What if the Host Cache is full? Normally it shouldn’t even reach that state, but when you run out of space in the host cache pages will be migrated from your host cache to your regular vswap file and it is first in first out in this case, which should be the right policy for most workloads. Now chances of course of having memory pressure to the extend where you fill up a local SSD are small, but it is good to realize what the impact is. If you are going down the path of local SSD drives with Host Cache enabled and will be overcommitting it might be good to do the math and ensure that you have enough cache available to keep these pages in cache rather than on rotating media. I prefer to keep it simple though and would probably recommend to equal the size of your hosts memory. In the case of a host with 128GB RAM that would be a 128GB SSD. Yes this might be overkill, but the price difference between 64GB and 128GB is probably neglect-able.

Basic design principle
Monitor swap usage. Although “Swap to host cache” will reduce the impact of VMkernel swapping it will not eliminate it. Take your expected consolidation ratio into account including your HA (N-X) strategy and size accordingly. Or keep it simple and just use the same size as physical memory.

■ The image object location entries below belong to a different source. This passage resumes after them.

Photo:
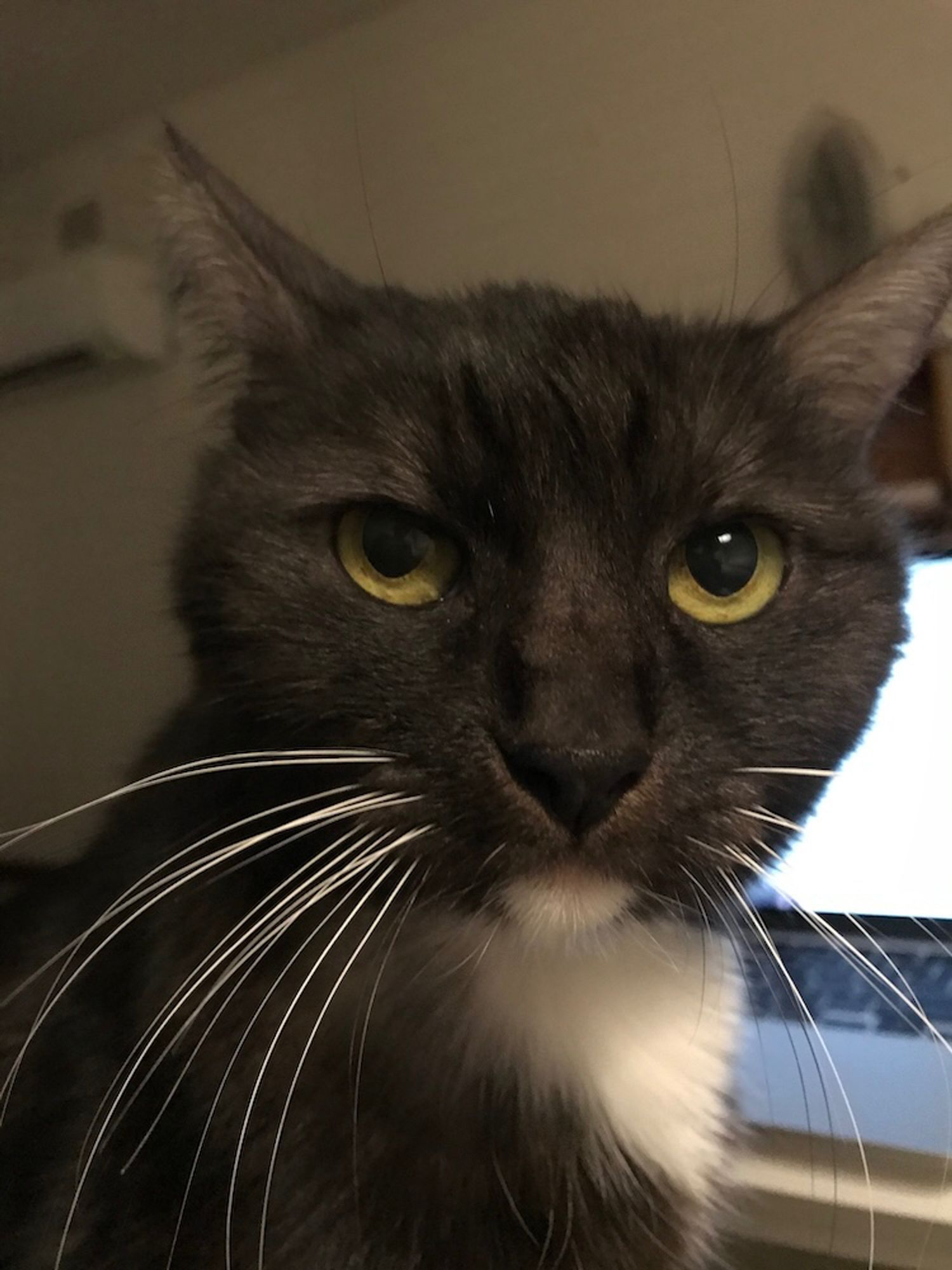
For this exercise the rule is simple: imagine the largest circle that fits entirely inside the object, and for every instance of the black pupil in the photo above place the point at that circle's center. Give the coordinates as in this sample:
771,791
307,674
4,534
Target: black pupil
723,559
395,543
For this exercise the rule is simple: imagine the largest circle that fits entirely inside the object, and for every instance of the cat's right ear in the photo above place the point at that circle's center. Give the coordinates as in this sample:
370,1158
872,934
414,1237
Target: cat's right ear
244,281
859,344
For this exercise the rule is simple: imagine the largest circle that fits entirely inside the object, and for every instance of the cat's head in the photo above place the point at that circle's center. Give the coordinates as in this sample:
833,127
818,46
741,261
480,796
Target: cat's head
586,572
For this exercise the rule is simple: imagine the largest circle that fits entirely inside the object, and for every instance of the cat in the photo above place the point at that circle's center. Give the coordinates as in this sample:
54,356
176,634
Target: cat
524,629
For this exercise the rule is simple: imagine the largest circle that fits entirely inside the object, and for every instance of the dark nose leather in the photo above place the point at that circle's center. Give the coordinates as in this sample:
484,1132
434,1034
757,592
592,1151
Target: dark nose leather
578,788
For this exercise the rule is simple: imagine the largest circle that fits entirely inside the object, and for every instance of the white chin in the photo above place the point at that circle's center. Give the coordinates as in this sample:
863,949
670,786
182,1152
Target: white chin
565,904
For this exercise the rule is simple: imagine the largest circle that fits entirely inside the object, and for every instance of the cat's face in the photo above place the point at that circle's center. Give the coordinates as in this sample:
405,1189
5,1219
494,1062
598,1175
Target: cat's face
569,721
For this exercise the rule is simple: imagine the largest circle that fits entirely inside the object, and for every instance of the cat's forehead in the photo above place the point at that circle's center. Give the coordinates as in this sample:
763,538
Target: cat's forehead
545,401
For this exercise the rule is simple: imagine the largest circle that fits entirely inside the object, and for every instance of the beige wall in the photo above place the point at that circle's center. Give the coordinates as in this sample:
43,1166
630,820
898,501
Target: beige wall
577,140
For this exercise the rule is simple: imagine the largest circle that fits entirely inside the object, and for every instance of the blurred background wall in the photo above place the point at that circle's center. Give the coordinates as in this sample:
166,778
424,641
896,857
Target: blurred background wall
601,144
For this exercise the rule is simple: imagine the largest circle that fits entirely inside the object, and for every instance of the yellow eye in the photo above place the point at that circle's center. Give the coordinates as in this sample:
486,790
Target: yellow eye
397,557
725,573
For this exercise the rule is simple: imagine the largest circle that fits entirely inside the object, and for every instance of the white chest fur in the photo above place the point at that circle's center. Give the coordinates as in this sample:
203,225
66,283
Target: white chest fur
637,1029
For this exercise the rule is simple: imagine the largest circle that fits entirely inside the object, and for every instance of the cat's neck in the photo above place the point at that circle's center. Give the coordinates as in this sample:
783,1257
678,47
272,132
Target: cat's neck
637,1029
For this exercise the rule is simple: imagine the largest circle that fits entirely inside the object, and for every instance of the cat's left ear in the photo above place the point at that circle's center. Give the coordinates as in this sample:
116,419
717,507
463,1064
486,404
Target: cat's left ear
244,279
860,342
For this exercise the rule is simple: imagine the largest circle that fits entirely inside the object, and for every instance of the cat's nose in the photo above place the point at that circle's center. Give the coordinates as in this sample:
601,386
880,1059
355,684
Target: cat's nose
577,787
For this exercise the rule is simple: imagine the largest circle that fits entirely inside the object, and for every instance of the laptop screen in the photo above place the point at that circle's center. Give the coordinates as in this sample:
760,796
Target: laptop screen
880,841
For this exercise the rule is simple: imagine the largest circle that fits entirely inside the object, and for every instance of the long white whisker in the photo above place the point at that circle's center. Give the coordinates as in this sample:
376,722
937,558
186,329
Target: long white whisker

One interesting use case could be to place all regular swap files on very cheap shared storage (RAID5 of SATA drives) or even local SATA storage using the “VM swapfile location” (aka. Host local swap) feature. Then install a host cache for any host these VMs can be migrated to. This should give you the performance of a SSD while maintaining most of the cost saving of the cheap storage. Please note that the host cache is a per-host feature. Hence in the time of a vMotion all data from the cache will need to be transferred to the destination host. This will impact the time a vMotion takes. Unless your vMotions are time critical, this should not be an issue though. I have been told that VMware will publish a KB article with advise how to buy the right SSDs for this feature.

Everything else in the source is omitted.